Guitarcade mode offers a more light-hearted guitar experience, with mini-games where you’ll have to shoot the likes of spaceships by hitting certain notes with perfect timing, but it’s still all about teaching you technique and honing your skills so you can play the songs and eventually get the most out of the brilliant Session Mode. Here, you can choose up to four instruments to jam along with, choosing the tempo, scale and tunings of other guitars, drums, or keyboards that will play along with you in synch. While this mode may be appealing to experienced players, even a beginner who can strum a few chords can get a feeling of what it might be like to play in a real band. There’s even the option to play Session mode alongside a friend in multiplayer.

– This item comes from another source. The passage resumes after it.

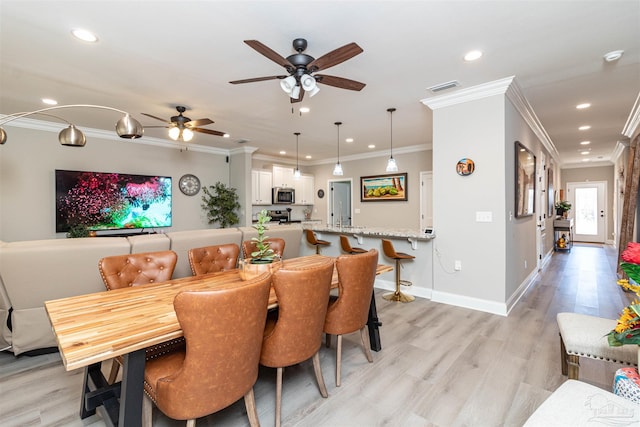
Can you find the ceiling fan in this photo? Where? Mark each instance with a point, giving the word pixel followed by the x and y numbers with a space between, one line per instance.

The interface is decent too, ensuring that you don’t need to be able to read sheet music or tablature. Instead you follow patterns and icons as they scroll down screen before hitting the six strings on the bottom of the screen. Though it can be a little overwhelming due to the garish colour scheme, and the fact that notes move so quickly during some of the faster tempo songs, there’s always the option to slow things down to practice. In fact, Rocksmith allows you to customize to your heart’s content which banishes the frustration you can sometimes feel from trying to nail a song in the likes of Guitar Hero. Still, I do think that the interface could be easier on the eye as it takes some getting used to before you’re following it cohesively without having to intensely concentrate.

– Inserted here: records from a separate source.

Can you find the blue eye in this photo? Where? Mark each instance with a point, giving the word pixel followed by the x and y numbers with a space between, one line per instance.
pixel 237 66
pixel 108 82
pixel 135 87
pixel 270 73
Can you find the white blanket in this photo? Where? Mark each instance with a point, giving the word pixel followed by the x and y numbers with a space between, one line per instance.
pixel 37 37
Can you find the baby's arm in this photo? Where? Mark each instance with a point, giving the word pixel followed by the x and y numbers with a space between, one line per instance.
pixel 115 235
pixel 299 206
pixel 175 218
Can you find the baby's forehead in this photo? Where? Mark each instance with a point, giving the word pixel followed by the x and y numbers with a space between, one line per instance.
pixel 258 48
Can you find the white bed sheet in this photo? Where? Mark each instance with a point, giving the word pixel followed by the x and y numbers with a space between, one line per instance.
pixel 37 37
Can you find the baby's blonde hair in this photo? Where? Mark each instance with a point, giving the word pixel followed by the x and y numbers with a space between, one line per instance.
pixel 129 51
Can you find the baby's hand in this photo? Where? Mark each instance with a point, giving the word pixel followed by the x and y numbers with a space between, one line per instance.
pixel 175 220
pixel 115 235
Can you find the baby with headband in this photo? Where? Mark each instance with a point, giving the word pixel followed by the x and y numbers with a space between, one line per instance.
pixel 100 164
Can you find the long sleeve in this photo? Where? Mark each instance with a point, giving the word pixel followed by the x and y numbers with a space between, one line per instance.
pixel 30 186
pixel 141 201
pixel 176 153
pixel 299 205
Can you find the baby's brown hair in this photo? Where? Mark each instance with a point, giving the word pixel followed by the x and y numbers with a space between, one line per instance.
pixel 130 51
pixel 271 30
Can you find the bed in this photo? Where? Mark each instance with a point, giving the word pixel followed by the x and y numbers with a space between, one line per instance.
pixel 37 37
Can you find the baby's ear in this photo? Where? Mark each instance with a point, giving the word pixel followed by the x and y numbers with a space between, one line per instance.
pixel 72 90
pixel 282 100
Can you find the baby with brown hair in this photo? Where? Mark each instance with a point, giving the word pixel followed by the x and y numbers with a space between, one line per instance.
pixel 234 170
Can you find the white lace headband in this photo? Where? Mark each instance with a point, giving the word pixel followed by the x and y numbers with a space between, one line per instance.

Despite all its positives, Rocskmith 2014 doesn’t quite offer the complete guitar learning package. One of the biggest omissions is that there are no strumming patterns to follow. As someone who leans towards playing rhythm guitar, but occasionally struggles to work out when I should be strumming up or down, I need help here. There’s no help in Rocksmith at all for strumming patterns, it’s totally up to you to listen to the track and try and work it out for yourself. Consequently, I ended up using Rocksmith alongside my usual guitar learning method of watching real people on YouTube. I think Ubisoft could really evolve the series by teaming up with YouTube guitar tutors, as nothing really beats watching someone play that song and talk you through it. Rocksmith almost gets you all the way there, but there’s an extra step needed for mastery, unless you happen to already be an accomplished guitarist.
Nevertheless, this latest PS4 version of Rocksmith 2014 offers a hell of a lot in one package and there’s absolutely nothing else like it on console. This is much more than just a rhythm game: Rocksmith 2014 is a masterfully put together and fun learning package that will change some people’s lives for the better by introducing them to the joys of playing guitar. Just like learning the guitar in real-life it can be a slog, but for those committed it will really help them learn and improve their skills alongside other guitar learning methods, such as YouTube videos, books and existing online tutorial sites.